The vehicle is at Lamar Institute of Technology, where it is being fitted for an upgrade that would make it easier to drive on-road.

Right now, the vehicle goes about 30 mph, and is very difficult to drive on-road.

The Lenco B.E.A.R. armored vehicle that Port Arthur is considering purchasing is a much newer model — a modern day SWAT vehicle, Carroll said.

Larger police departments such as Dallas and Fort Worth are using them, Carroll said.

The sheriff’s department had planned to utilize its armored military vehicle for high risk warrants and hostage situations, but had only used it a couple of times that he is aware of, Carroll said.

Port Arthur Mayor Deloris “Bobbie” Prince said she was in support of the expenditure, if that is what the police department recommends it needs.

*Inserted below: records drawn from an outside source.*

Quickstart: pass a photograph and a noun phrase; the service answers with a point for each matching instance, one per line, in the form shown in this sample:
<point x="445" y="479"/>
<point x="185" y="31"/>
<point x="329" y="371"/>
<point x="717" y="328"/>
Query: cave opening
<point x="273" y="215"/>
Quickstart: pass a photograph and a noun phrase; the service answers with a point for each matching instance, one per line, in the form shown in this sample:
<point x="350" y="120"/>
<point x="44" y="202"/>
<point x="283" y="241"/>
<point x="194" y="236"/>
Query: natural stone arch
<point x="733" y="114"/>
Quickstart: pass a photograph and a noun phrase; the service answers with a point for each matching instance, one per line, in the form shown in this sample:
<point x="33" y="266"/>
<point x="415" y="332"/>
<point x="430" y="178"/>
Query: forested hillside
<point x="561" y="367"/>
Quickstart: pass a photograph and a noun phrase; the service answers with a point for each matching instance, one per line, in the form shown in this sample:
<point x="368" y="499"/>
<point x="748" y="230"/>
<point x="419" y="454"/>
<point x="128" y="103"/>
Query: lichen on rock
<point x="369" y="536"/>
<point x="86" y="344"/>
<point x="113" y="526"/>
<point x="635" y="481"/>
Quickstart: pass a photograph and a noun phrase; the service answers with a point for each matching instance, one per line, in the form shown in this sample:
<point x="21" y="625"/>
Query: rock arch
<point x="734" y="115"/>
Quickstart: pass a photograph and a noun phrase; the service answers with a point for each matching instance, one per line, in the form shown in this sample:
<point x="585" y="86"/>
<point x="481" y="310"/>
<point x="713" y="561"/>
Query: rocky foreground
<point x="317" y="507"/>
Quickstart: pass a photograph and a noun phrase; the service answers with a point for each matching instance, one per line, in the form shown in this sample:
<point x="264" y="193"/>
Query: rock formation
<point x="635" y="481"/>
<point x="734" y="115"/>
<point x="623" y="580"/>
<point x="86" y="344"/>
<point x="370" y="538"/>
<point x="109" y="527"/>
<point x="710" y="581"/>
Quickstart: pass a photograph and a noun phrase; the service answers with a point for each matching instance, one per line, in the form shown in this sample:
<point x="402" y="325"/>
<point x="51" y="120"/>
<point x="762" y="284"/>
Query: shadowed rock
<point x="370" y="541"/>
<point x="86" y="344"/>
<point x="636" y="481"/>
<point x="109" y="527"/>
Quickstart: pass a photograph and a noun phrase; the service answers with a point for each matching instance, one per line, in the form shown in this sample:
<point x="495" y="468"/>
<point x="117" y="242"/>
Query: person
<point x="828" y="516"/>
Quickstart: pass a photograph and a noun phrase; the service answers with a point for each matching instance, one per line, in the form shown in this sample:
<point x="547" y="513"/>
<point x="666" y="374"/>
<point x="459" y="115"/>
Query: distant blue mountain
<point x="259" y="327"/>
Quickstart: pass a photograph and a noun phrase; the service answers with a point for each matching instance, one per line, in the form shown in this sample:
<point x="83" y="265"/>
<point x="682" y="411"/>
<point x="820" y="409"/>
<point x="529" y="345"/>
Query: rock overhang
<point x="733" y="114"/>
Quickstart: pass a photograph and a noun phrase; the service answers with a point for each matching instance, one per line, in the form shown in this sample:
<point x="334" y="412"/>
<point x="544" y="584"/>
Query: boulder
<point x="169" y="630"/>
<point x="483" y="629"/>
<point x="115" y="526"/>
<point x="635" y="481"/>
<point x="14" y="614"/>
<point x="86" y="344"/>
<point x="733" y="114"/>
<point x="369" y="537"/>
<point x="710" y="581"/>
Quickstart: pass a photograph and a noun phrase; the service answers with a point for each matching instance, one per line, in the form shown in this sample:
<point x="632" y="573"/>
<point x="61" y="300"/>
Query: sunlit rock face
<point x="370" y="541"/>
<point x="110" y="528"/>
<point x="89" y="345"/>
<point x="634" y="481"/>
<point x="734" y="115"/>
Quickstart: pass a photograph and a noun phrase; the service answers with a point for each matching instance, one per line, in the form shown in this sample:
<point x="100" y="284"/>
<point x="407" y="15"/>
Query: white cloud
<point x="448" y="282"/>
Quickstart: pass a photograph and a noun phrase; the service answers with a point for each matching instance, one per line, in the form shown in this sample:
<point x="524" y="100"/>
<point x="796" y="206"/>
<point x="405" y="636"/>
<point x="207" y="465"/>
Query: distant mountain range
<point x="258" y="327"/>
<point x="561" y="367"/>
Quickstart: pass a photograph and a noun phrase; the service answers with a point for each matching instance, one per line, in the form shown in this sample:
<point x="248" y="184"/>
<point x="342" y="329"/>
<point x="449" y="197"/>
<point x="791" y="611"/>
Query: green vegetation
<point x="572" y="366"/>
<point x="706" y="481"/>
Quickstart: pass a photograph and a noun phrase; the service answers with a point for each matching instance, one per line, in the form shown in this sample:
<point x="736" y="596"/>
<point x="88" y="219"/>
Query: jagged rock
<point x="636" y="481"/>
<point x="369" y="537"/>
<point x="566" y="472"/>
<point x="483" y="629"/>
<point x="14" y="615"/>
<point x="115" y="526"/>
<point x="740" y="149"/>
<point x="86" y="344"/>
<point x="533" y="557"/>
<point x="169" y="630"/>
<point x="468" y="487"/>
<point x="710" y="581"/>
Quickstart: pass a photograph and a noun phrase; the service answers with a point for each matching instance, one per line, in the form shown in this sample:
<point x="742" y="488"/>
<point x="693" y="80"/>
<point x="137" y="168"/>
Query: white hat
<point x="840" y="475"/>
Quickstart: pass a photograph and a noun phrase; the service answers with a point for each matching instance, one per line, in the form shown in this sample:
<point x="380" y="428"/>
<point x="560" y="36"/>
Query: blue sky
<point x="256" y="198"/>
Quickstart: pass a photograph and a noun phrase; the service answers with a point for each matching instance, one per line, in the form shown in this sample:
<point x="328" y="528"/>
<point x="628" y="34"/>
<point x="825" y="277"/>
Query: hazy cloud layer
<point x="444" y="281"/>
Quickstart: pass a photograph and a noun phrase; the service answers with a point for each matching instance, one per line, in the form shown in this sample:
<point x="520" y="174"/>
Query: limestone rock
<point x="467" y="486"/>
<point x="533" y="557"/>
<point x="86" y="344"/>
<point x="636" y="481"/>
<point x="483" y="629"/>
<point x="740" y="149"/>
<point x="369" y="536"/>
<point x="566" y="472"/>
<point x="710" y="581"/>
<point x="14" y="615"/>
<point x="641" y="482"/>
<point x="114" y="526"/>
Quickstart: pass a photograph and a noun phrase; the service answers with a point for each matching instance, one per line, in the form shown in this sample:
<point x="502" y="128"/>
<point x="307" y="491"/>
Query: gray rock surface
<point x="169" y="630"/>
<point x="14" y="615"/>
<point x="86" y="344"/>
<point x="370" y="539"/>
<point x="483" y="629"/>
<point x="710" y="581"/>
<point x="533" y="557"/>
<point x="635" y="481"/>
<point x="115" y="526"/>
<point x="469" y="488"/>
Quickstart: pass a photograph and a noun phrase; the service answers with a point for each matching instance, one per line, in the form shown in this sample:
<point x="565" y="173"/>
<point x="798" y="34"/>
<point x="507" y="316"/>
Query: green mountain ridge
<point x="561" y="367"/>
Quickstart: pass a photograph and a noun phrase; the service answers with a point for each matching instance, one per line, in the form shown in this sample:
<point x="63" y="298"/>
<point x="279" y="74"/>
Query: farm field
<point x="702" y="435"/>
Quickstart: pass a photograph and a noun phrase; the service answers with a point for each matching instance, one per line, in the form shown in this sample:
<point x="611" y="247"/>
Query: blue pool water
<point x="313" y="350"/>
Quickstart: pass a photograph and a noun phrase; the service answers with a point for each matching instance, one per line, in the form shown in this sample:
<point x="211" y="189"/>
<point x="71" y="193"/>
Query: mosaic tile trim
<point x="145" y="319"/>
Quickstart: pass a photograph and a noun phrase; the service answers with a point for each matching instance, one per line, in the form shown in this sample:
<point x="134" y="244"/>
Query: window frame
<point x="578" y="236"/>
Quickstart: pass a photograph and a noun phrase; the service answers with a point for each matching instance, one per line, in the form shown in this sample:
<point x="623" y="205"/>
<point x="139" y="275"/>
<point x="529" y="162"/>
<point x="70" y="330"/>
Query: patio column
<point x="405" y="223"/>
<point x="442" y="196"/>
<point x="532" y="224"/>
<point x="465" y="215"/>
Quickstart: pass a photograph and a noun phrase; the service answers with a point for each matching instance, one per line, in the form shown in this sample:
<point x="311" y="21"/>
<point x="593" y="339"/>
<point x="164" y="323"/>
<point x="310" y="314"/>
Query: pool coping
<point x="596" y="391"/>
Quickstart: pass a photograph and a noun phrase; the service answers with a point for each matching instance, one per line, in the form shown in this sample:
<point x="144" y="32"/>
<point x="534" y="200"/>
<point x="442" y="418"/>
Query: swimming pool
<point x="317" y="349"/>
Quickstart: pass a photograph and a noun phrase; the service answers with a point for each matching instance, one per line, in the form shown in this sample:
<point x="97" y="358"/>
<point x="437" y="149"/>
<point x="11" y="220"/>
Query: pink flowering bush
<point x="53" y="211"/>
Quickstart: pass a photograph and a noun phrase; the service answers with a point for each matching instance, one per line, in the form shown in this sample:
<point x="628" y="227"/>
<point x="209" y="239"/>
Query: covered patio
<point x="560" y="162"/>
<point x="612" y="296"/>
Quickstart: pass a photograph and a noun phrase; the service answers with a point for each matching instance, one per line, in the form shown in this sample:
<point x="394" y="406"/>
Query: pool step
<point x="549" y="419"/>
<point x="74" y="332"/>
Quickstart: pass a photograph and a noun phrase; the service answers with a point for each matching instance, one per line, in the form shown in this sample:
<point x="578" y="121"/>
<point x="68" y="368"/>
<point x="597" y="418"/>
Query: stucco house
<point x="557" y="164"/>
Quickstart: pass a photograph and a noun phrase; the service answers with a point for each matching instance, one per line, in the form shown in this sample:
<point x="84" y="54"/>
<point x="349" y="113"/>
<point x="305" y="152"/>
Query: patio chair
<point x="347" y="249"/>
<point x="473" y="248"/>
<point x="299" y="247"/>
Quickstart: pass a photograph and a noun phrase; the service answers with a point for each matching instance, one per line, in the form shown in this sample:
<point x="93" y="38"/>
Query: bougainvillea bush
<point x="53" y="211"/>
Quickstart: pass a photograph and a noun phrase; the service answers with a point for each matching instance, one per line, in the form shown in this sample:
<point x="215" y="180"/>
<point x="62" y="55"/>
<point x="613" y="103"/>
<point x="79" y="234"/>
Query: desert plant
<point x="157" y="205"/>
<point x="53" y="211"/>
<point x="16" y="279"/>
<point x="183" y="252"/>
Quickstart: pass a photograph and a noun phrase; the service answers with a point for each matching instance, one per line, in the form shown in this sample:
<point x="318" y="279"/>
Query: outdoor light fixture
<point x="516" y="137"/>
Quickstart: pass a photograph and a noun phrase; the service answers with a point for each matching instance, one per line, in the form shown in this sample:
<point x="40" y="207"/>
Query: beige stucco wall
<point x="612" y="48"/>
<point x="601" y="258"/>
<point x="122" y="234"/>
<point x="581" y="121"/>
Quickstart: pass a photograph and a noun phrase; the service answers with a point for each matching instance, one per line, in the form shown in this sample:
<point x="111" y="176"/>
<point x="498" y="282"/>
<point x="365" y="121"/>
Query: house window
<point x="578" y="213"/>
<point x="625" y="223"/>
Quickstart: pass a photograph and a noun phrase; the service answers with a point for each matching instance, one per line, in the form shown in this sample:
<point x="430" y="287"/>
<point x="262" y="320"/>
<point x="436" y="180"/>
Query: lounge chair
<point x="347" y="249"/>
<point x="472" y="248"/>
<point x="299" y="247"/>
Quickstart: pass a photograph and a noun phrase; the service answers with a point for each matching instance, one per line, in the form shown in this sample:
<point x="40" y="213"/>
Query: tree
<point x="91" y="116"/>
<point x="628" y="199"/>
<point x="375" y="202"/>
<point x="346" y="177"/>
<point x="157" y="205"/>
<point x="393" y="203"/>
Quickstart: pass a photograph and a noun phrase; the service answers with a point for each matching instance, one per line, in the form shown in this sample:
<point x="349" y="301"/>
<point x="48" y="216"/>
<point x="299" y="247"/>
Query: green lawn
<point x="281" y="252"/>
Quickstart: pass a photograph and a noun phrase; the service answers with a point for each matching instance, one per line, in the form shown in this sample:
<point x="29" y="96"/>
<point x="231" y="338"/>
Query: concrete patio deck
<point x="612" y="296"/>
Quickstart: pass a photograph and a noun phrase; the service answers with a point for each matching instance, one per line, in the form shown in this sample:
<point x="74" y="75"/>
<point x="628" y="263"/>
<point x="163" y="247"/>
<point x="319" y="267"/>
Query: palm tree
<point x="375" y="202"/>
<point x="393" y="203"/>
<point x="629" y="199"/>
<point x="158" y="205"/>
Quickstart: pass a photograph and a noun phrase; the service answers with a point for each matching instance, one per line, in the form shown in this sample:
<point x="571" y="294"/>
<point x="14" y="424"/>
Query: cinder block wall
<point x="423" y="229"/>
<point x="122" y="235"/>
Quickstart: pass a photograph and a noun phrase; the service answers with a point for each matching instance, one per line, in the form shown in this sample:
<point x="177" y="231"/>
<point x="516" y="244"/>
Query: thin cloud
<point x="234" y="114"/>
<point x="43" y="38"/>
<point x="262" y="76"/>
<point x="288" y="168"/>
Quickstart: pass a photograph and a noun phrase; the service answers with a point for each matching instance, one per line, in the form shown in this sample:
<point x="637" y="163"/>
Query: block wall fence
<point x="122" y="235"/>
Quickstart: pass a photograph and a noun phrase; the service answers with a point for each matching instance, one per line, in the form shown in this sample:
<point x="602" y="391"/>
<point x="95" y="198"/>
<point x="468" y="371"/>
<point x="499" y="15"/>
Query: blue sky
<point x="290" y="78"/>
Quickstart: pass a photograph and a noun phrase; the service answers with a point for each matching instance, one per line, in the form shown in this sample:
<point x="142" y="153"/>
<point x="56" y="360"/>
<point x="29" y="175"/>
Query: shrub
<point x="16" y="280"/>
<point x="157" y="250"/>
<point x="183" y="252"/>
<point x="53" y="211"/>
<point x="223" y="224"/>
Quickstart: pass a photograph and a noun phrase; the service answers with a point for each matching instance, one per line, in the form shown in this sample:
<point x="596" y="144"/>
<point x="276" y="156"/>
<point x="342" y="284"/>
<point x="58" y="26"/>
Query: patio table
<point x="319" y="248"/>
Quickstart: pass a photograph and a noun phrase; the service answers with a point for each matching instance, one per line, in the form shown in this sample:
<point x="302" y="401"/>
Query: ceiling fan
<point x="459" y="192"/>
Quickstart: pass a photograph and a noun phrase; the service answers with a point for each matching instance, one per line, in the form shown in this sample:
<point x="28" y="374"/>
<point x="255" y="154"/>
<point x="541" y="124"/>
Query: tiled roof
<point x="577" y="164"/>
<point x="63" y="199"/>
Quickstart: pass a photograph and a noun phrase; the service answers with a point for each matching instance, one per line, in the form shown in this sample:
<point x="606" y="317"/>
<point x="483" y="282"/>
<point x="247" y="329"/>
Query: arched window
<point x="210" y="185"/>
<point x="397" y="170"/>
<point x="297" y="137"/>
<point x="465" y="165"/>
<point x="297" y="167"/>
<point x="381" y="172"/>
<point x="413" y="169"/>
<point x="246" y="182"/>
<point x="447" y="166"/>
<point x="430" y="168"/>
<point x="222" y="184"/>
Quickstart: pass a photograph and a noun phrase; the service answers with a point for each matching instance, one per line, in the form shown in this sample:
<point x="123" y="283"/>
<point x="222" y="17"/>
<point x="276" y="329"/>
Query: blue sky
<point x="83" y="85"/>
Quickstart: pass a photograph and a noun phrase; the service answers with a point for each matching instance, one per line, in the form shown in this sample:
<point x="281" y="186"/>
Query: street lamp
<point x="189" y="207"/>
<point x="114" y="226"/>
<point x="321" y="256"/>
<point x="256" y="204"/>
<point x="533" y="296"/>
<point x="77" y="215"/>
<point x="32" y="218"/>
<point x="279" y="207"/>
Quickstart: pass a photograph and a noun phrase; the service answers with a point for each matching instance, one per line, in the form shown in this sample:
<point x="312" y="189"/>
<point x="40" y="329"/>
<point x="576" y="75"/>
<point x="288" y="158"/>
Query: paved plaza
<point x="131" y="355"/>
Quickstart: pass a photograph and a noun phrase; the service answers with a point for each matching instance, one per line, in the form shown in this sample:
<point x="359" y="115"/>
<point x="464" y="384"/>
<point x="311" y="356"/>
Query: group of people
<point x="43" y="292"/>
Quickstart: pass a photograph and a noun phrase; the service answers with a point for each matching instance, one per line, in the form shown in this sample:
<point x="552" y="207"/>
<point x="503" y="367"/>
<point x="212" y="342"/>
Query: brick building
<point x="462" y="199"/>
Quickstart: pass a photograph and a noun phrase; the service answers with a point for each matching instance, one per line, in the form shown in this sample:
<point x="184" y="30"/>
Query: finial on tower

“When it comes to security for the people of Port Arthur, you have to spend money,” Prince said. “Last week there was a hostage situation for four hours. I am trusting the police department and the fire department to know what it is they are doing. I do not believe those departments would waste the city’s money unless it was absolutely necessary.”

In addition to the armored car, City Council will consider purchasing two new fire engines and a rescue boat — both for the fire department.

Fire Station No. 1 and Fire Station No. 6 would each receive one of the engines. Both are to be used for municipal and industrial responses.

Cost of the fire engines is $1,162,500 to be paid from grant money and $387,500 from city funds.

The city’s fire department would also be the recipient of an emergency rescue boat, to be purchased from SeaArk Marine, Inc., of Monticello, Ark.

The new boat will replace a 21-foot aluminum hulled boat, that the fire department acquired from Coast Guard surplus equipment in 1982, and is no longer considered reliable.

The city’s cost of the new boat is $57,071. Grant funding is $174,215.